Da un lato, va riconosciuto che ogni minimo dettaglio, tanto nelle vicende dell’umanità quanto nei fatti dell’esistenza individuale, è previsto e compreso nei piani della Provvidenza, la quale governa il mondo con infallibile precisione in vista del trionfo del bene. Dall’altro, la via obbligata di tale vittoria è quella della Croce, strumento della redenzione universale come pure della santificazione personale, che consiste appunto nella graduale conformazione al Crocifisso. Le notti purificatrici sono processi benefici e vivificanti sia per le singole anime che per la Chiesa terrena nell’insieme. Attraverso di esse, nonostante ogni apparenza contraria, si realizza un’ascesa luminosa; è proprio nel buio più fitto della prova che lo Spirito Santo, fiamma viva d’amore, brucia le scorie del peccato e fonde i cuori per riplasmarli. In questo martirio nascosto, la nuova creatura nata nel Battesimo si sviluppa e cresce fino alla maturità, se corrisponde con costanza e generosità all’opera della grazia che la forgia nel segreto. Il nostro sommo Re non ama limitarsi al minimo, ma vuole condurci fino alla perfezione, facendo di noi un capolavoro divino.

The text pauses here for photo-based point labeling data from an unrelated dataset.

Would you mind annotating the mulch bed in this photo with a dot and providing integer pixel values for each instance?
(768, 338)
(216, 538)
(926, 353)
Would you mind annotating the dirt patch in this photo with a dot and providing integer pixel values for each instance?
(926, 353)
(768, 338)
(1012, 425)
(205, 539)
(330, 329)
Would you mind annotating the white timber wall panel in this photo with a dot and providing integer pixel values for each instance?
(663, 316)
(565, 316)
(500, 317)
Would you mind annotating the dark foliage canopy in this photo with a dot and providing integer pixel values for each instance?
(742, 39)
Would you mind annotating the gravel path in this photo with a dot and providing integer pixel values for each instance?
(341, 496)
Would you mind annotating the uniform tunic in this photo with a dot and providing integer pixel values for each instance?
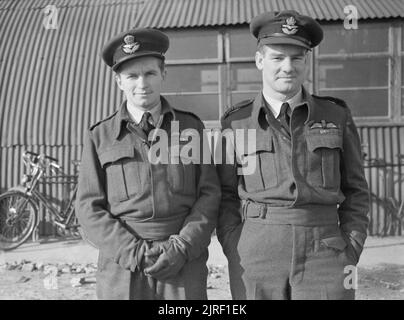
(289, 228)
(123, 197)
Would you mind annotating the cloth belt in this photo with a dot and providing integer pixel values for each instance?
(155, 229)
(313, 215)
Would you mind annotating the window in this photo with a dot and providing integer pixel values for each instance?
(211, 69)
(354, 65)
(192, 82)
(194, 88)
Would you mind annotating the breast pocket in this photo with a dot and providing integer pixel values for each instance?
(121, 165)
(324, 158)
(181, 172)
(258, 166)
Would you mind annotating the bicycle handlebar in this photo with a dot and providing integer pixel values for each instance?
(37, 155)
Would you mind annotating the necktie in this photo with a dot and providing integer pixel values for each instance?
(284, 117)
(146, 123)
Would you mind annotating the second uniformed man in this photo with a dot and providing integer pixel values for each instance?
(291, 227)
(152, 222)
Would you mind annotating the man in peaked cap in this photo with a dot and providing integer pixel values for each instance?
(291, 227)
(152, 221)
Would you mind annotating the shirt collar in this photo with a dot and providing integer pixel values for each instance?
(123, 117)
(260, 105)
(136, 114)
(275, 105)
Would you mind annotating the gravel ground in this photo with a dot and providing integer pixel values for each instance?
(381, 283)
(380, 272)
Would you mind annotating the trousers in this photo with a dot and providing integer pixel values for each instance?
(289, 262)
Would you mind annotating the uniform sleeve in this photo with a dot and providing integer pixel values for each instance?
(230, 206)
(353, 212)
(105, 231)
(202, 220)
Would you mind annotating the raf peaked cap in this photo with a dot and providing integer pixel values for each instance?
(133, 44)
(286, 27)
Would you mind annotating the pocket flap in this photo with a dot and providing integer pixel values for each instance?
(262, 144)
(115, 153)
(335, 242)
(327, 140)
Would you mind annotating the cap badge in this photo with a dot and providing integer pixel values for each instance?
(130, 45)
(290, 26)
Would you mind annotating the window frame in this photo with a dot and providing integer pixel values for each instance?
(393, 60)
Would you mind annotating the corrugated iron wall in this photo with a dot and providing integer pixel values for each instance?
(386, 179)
(194, 13)
(51, 87)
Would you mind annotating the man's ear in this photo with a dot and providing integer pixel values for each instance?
(118, 80)
(259, 57)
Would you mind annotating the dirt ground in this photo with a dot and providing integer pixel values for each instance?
(380, 271)
(382, 283)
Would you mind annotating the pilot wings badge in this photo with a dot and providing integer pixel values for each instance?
(290, 26)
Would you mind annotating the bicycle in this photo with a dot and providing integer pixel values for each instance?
(387, 207)
(19, 205)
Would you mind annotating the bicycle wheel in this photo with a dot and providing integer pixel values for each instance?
(17, 219)
(84, 237)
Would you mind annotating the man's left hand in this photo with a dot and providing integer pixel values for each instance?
(168, 264)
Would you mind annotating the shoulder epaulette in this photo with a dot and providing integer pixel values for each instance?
(187, 112)
(237, 106)
(337, 101)
(103, 120)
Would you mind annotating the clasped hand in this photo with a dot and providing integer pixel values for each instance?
(164, 260)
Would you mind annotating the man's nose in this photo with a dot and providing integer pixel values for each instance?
(287, 65)
(141, 81)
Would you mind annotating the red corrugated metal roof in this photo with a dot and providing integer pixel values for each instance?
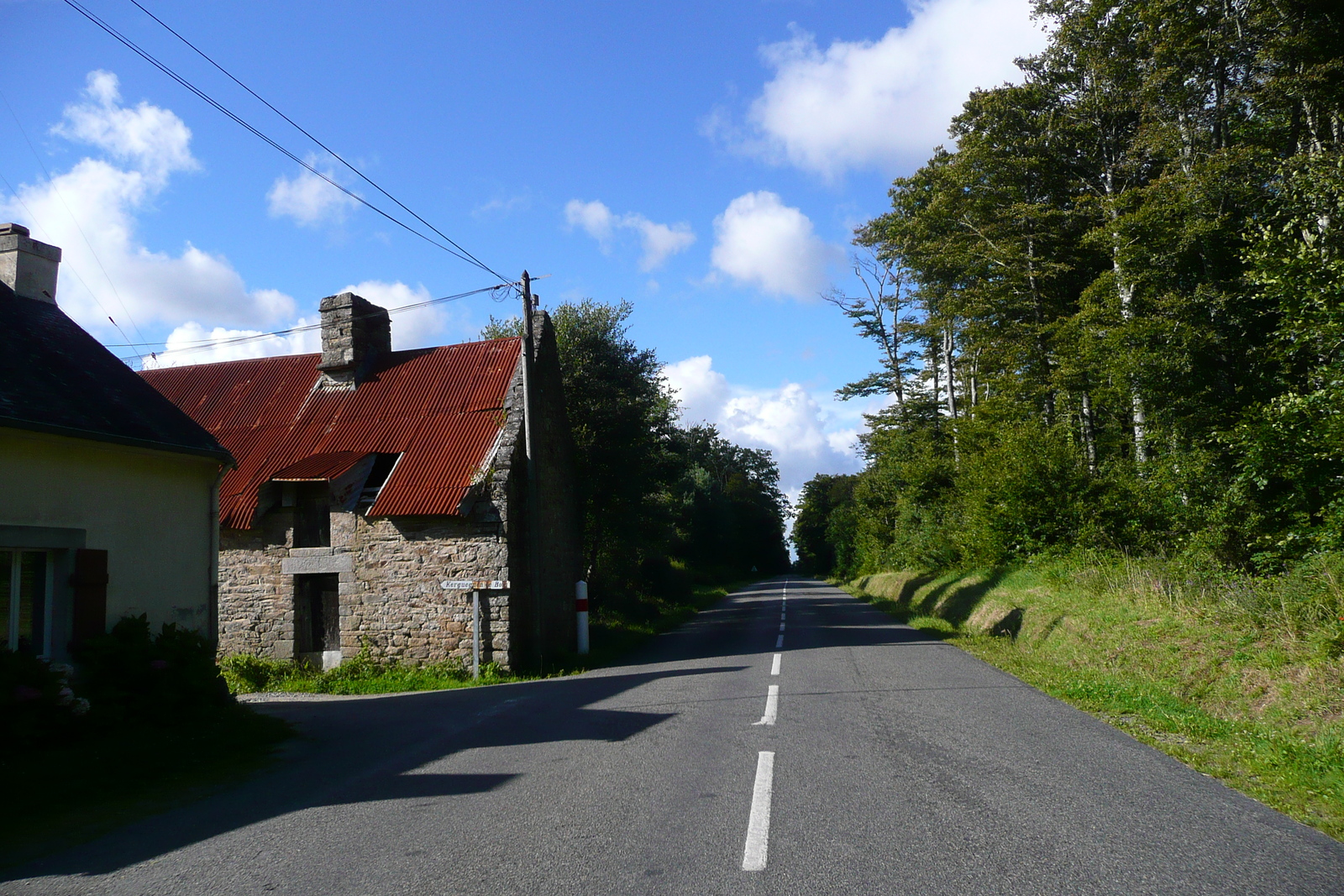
(328, 465)
(441, 409)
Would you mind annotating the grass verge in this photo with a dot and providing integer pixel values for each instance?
(1223, 681)
(65, 794)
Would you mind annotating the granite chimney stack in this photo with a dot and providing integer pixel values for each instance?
(29, 266)
(356, 336)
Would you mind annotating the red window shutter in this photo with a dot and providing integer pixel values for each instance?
(91, 594)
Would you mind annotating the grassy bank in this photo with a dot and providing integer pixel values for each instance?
(1238, 678)
(613, 631)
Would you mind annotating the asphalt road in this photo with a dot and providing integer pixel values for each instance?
(886, 763)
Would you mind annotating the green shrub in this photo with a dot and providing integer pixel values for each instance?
(129, 673)
(37, 703)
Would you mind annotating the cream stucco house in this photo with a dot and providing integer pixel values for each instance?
(108, 490)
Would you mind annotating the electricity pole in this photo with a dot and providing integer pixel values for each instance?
(534, 540)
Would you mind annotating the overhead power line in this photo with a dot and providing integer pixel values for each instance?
(452, 248)
(207, 344)
(304, 132)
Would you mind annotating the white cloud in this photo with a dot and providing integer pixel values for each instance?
(194, 344)
(659, 241)
(154, 140)
(768, 244)
(309, 199)
(91, 212)
(790, 421)
(595, 217)
(882, 103)
(418, 328)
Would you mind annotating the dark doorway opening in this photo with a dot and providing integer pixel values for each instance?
(316, 613)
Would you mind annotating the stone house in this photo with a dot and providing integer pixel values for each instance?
(376, 490)
(107, 490)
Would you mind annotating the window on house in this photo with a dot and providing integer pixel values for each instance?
(312, 515)
(24, 589)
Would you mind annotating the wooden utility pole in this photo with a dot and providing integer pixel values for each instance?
(534, 535)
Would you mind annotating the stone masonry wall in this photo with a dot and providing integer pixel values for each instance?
(391, 570)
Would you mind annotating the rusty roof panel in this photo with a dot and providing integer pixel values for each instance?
(438, 407)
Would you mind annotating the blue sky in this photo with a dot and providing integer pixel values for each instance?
(705, 160)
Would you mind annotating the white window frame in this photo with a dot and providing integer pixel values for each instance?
(49, 590)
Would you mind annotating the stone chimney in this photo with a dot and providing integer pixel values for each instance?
(356, 335)
(27, 266)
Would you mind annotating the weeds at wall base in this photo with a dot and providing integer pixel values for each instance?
(613, 636)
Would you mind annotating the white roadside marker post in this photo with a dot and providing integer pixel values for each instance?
(581, 610)
(476, 634)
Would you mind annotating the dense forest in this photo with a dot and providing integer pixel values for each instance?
(1109, 315)
(665, 506)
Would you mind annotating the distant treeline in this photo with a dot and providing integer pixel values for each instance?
(1112, 316)
(665, 506)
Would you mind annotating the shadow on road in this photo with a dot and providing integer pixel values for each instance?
(367, 750)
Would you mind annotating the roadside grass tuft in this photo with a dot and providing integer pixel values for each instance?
(360, 674)
(1238, 678)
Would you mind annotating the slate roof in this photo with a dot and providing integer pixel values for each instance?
(55, 378)
(441, 409)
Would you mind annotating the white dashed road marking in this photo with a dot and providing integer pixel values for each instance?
(759, 826)
(772, 707)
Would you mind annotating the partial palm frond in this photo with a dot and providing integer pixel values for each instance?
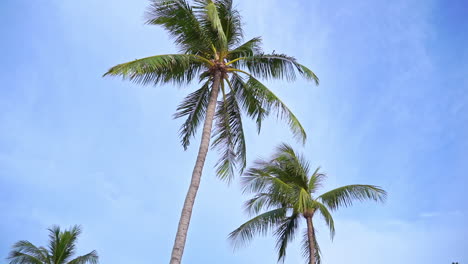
(306, 248)
(208, 14)
(249, 48)
(322, 209)
(64, 246)
(285, 234)
(18, 257)
(315, 181)
(30, 249)
(229, 138)
(230, 21)
(248, 99)
(346, 195)
(259, 101)
(294, 167)
(260, 224)
(178, 18)
(91, 258)
(273, 104)
(172, 68)
(260, 178)
(194, 107)
(275, 66)
(264, 201)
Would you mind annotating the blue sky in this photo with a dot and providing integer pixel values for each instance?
(391, 110)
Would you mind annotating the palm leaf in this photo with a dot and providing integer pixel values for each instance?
(91, 258)
(326, 216)
(249, 48)
(194, 107)
(315, 181)
(346, 195)
(285, 234)
(260, 224)
(209, 17)
(178, 18)
(231, 21)
(275, 66)
(172, 68)
(305, 248)
(272, 103)
(229, 138)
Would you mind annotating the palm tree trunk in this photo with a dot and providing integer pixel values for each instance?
(184, 221)
(311, 238)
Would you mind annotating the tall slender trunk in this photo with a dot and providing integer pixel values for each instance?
(184, 221)
(311, 238)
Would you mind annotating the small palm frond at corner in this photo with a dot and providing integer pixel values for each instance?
(60, 250)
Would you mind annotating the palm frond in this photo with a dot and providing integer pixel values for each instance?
(178, 18)
(231, 21)
(249, 48)
(306, 250)
(294, 166)
(91, 258)
(65, 244)
(315, 181)
(261, 178)
(264, 201)
(209, 17)
(248, 100)
(275, 66)
(346, 195)
(260, 224)
(326, 216)
(18, 257)
(171, 68)
(285, 234)
(30, 249)
(259, 101)
(194, 107)
(229, 138)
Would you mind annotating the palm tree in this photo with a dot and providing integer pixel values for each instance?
(60, 250)
(209, 36)
(284, 189)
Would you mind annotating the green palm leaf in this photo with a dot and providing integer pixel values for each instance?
(177, 17)
(60, 250)
(285, 234)
(194, 107)
(260, 224)
(275, 66)
(283, 184)
(229, 138)
(346, 195)
(172, 68)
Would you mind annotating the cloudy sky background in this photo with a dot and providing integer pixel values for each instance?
(391, 110)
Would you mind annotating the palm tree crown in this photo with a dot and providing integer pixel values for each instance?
(210, 39)
(209, 36)
(286, 190)
(60, 250)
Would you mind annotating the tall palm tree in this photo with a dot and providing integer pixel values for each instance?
(60, 250)
(286, 190)
(209, 36)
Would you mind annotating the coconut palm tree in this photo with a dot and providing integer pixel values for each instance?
(285, 192)
(60, 250)
(209, 36)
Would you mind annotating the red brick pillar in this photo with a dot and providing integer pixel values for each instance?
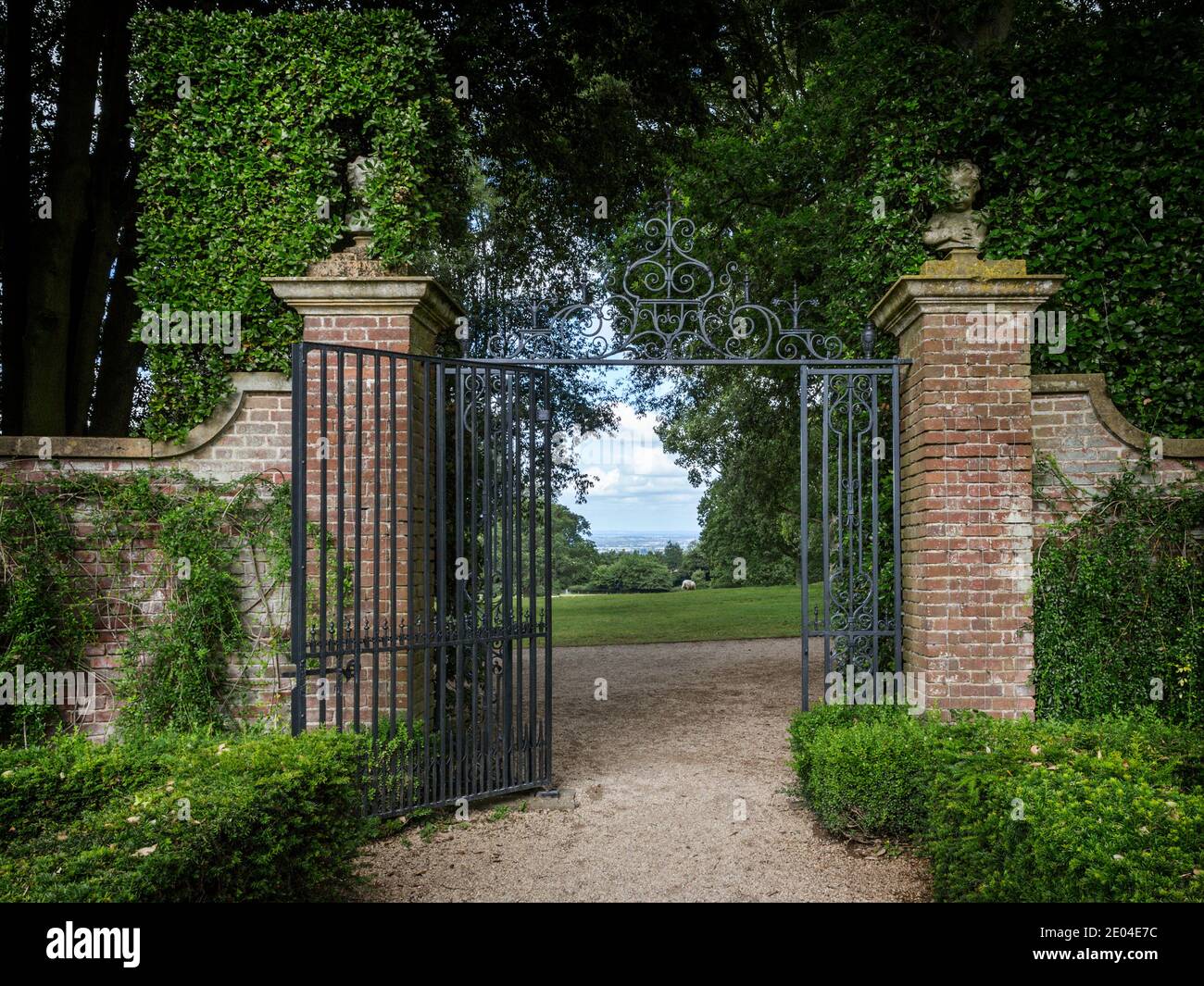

«Essere vittima della Trinità: è realizzare fino in fondo la grazia del proprio Battesimo e, attraverso tutto, lasciarsi divinizzare da Gesù. Niente può impedire ad un’anima la comunione di ogni istante alla vita intima della Trinità. Basta esser cristiani in ogni atto e comportarsi in ogni cosa con l’anima di Gesù. […] Una vittima della Trinità […] è un’anima mariana, alla quale il Signore ha rivelato il segreto di vivere in Maria per vivere meglio in Gesù Cristo. Essere vittima della Trinità è passare sulla terra come la Vergine dell’Incarnazione, crocifissa e corredentrice con Gesù Cristo, identificata a tutti i sentimenti dell’Unigenito Figlio del Padre, e per mezzo di Lei lasciarsi consumare in Lui, nell’unità della Trinità» (ibid., 69-70). Questa non è una fuga in una sorta di intimismo spiritualistico, ma un completo programma di vita per valorosi guerrieri del Regno di Dio, capaci di pregustare sulla terra, nel bel mezzo della lotta, finanche nelle sofferenze più acute, la beatitudine che ci è promessa, quella di partecipare per sempre a quell’esultante scambio d’amore che da tutta l’eternità costituisce l’ineffabile vita trinitaria.